Anyway - back to multi-touch. Edinburgh Napier’s ICE has been built to explore how we cope with multiple hands all touching the same back screen at once. When multiple people flick documents back and forth to each other, or draw multiple dataflow lines at once, this leads to their hands overlapping. How do we know which point of contact with the touchscreen belongs to whom?

One solution detects the finger locations and the heat of the palm to infer a hand and to keep this separate from another hand. We can happily have a hundred simultaneous points of contact on our big table (although processing all those instructions, as you can imagine, has an overhead).

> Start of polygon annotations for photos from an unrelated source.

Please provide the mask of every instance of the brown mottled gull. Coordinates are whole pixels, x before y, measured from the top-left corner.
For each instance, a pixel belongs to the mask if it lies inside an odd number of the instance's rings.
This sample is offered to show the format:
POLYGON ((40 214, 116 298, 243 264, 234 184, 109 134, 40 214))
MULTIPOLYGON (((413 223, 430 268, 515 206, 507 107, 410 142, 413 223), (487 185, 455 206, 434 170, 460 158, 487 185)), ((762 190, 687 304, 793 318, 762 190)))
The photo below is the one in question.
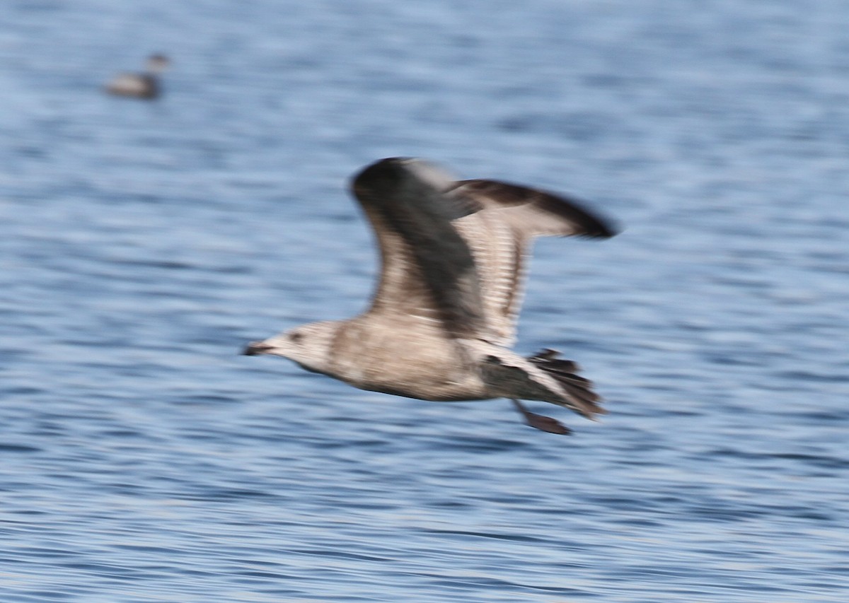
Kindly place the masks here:
POLYGON ((514 339, 533 237, 613 236, 571 200, 491 180, 455 181, 421 159, 391 158, 353 180, 382 269, 370 307, 347 321, 301 325, 248 345, 361 389, 434 401, 509 398, 527 423, 570 430, 527 410, 542 400, 588 418, 604 413, 577 366, 514 339))

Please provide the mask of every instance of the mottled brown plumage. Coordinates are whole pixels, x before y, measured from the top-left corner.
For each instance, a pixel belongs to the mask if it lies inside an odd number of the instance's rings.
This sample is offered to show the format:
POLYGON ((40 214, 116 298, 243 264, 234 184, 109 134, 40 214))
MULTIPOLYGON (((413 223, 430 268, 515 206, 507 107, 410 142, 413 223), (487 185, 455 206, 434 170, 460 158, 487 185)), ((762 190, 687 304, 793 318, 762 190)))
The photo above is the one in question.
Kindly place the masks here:
POLYGON ((369 308, 347 321, 310 323, 246 354, 295 360, 355 387, 436 401, 506 397, 535 427, 569 430, 518 399, 592 418, 592 383, 553 350, 523 358, 514 338, 525 260, 540 236, 608 237, 575 202, 497 181, 455 181, 420 159, 367 166, 352 190, 377 237, 380 276, 369 308))

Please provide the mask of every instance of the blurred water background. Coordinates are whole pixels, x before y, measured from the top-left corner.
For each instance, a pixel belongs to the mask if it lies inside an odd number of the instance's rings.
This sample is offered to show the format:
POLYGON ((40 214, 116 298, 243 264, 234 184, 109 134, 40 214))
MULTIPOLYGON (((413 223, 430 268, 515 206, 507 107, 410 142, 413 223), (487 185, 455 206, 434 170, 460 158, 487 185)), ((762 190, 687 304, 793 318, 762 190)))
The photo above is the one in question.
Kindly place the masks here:
POLYGON ((0 600, 846 601, 847 31, 829 0, 4 0, 0 600), (161 99, 102 93, 152 52, 161 99), (363 307, 346 181, 391 155, 626 227, 540 242, 518 346, 578 360, 602 422, 237 355, 363 307))

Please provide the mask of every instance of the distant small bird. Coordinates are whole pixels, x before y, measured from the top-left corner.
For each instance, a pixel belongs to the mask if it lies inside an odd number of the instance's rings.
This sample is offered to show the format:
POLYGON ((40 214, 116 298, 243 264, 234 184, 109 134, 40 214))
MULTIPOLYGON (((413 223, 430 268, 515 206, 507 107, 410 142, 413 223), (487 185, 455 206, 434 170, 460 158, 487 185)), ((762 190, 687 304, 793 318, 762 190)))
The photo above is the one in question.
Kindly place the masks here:
POLYGON ((144 73, 121 73, 106 85, 106 92, 121 97, 136 98, 156 98, 162 93, 160 84, 161 74, 171 64, 162 54, 152 54, 148 58, 144 73))
POLYGON ((606 238, 601 218, 571 200, 491 180, 455 181, 421 159, 391 158, 353 179, 382 269, 371 307, 347 321, 301 325, 250 343, 356 388, 434 401, 509 398, 531 427, 570 430, 519 399, 604 413, 577 365, 544 349, 510 351, 523 266, 539 236, 606 238))

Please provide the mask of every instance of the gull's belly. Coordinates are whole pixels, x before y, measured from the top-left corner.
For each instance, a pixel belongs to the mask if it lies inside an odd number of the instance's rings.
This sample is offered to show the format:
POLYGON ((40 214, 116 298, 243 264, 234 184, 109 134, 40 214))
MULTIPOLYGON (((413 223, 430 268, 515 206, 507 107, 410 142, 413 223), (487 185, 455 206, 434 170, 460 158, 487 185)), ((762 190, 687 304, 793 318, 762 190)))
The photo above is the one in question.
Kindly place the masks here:
POLYGON ((462 344, 427 322, 380 329, 355 322, 339 333, 335 348, 342 351, 333 358, 333 375, 360 389, 436 401, 489 397, 462 344))

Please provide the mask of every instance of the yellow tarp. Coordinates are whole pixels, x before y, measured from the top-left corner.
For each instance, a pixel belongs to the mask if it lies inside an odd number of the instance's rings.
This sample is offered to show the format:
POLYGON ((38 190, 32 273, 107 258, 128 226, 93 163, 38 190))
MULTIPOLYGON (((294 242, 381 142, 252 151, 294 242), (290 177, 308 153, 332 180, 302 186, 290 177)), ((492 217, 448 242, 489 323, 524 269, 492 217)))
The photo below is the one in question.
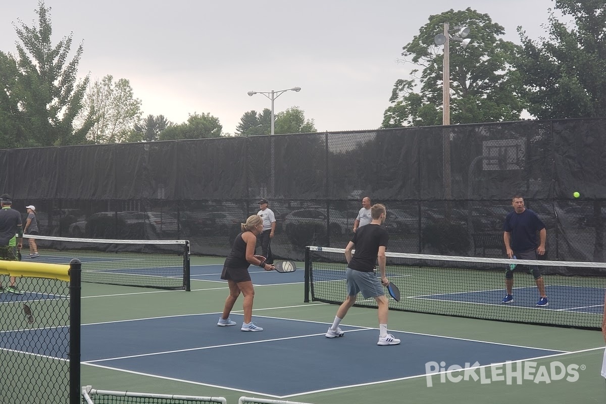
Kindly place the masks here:
POLYGON ((70 266, 58 263, 0 260, 0 274, 69 282, 70 266))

In any case, is the point of contact always what we are interested in? Do we use this to infer something that we would be better off detecting in other ways. Computer games don’t rely only on what you click. In fact most of the interaction is the result of you controlling an object that collides with another object in some way - either by simulating impact in a 3D space, or by overlapping in a 2D view of a 3D world.

The Kinect, Nintendo Wii and Sony PlayStation Eye systems all use your physical movement to control an on screen avatar. In a few cases the avatar points and clicks at something, but what is more interesting is to realise that the avatar is effectively immersed and interacts with other virtual objects within an environment.

The future

In trying to predict future interactions you might have with computers, don’t just think about the latest amazing technology, think about how, and with what, the human controlling it needs to interact in the information space. Then think about the extent to which that technology can support that interaction.

Some things are as simple as ‘select object, do action’ (or vice versa) while others are more immersive and about being in that world. Then, perhaps your technology investments will remain in use, rather than get buried in a closet after the fun has gone.

Further references

  • Krueger, M. Artificial Reality, Addison- Wesley, 1983.
  • Freeman, W.T. and Weissman, C., Television control by hand gestures. In M. Bichsel, editor, Intl. Workshop on automatic face and gesture-recognition, pp. 179- 183, Zurich, Switzerland, 1995. Dept. of Computer Science, University of Zurich, CH-B057.